Writing that NSF annual report?

DSCN0364If you were lucky to get funded in the recent past, you may have an NSF annual report due now or due soon.  Here is some advice on writing those reports. First, they are important because with these reports NSF can argue with Congress about how important research is. But they are not supposed to be hyper detailed. The trick is in how you interpret the word “significant.” If you interpret it too narrowly, then you could spend weeks on this report. But you do want to be fair to your program officers. They want you to spend your time making a difference, not just writing reports. Time spent on a publication or on a new student is worth more than a detailed report, in my book.

Part of the problem is they are using the generic research.gov forms, tweaked only slightly for NSF. Remember, this is a grant, not a contract. If you make various kinds of changes but are still asking the same kinds of questions, don’t call this a significant difference.

Maybe by now you are wondering what those forms look like.  See below. You can use this to prepare for them. Remember, they are not cumulative. The final report is simply the last annual report. This is current from instructions from August 2013.

I do not use the upload document options, but just paste in text.
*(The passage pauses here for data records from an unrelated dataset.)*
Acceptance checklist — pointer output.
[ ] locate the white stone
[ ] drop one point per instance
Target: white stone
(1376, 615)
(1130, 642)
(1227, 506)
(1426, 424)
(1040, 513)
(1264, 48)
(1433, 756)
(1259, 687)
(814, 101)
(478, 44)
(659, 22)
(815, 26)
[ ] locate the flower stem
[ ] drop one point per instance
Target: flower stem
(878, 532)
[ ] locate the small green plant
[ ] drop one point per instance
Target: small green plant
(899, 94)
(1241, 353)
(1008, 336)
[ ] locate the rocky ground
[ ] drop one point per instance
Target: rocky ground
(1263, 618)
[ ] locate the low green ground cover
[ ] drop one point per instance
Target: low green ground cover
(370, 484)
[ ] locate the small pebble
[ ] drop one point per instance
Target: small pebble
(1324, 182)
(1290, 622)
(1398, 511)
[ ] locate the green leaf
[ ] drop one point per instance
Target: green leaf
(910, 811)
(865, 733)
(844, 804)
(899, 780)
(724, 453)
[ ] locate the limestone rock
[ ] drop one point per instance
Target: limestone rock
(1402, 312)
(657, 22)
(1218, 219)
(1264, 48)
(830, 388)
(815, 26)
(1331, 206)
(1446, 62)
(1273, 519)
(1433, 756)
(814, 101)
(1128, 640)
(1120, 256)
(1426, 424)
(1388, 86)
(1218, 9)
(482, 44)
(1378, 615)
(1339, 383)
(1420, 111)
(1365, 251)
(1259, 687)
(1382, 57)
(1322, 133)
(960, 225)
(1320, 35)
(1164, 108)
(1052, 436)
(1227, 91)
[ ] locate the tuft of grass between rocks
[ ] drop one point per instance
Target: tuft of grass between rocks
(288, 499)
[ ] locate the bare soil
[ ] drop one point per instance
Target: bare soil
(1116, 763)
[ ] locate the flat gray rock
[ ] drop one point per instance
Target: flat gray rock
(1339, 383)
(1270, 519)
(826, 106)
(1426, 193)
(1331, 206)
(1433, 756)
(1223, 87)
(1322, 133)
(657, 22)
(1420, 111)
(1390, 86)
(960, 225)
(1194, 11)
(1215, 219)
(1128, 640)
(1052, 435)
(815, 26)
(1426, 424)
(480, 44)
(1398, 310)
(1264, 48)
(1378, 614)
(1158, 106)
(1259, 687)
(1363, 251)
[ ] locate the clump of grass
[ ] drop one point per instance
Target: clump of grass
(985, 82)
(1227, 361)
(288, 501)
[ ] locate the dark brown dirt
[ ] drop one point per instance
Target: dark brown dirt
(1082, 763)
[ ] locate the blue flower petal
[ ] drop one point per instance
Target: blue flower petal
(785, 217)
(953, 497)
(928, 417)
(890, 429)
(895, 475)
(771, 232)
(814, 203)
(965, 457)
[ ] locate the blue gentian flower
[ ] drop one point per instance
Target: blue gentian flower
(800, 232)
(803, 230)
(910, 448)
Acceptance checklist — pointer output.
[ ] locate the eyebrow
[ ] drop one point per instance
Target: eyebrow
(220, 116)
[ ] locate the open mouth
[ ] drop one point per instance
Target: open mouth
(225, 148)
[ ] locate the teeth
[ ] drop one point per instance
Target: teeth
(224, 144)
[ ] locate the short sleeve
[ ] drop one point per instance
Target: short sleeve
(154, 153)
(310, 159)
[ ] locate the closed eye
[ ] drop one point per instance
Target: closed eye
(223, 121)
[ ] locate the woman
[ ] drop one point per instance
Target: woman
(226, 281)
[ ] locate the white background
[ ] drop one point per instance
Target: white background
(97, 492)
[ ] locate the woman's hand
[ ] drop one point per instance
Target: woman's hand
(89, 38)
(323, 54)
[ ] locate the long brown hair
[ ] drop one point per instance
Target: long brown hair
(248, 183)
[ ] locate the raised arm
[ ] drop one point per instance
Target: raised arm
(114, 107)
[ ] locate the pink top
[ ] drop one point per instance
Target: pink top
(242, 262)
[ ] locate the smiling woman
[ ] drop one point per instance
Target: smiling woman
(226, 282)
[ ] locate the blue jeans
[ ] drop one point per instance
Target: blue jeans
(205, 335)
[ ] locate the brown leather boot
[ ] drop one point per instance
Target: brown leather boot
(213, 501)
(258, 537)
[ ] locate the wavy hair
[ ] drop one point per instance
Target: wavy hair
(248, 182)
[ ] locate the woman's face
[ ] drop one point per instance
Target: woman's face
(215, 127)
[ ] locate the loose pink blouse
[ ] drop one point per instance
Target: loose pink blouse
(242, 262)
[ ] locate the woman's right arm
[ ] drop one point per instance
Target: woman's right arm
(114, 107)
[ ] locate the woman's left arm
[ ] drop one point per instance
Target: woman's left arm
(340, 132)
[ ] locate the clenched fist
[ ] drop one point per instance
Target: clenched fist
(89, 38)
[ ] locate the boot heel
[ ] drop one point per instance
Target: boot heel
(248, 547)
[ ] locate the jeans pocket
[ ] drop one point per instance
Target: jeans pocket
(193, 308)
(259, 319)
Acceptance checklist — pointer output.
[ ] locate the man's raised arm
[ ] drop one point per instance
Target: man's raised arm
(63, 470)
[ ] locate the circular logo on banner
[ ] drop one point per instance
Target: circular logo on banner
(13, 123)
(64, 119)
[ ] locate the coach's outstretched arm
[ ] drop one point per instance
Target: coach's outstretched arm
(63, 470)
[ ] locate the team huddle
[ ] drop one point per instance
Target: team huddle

Figures and data belong in publications. You don’t need to repeat what is in publications in any but a most general form. If you get close to their character limit, you are writing too much. Simply tell NSF in brief what you are up to. Acknowledge their support in their words whenever possible in publications: “This material is based upon work supported by the National Science Foundation under Grant Numbers xxxxxxx.”

Stay organized and you should be able to do this in under 8 hours of hard work.  Good luck!

“What are the major goals of the project?

What was accomplished under these goals (you mus provide information for at least one of the 4 categories below).

Major activities:

Specific objectives:

Significant results:

Key outcomes or other achievements:

What opportunities for training and professional development has the project provided?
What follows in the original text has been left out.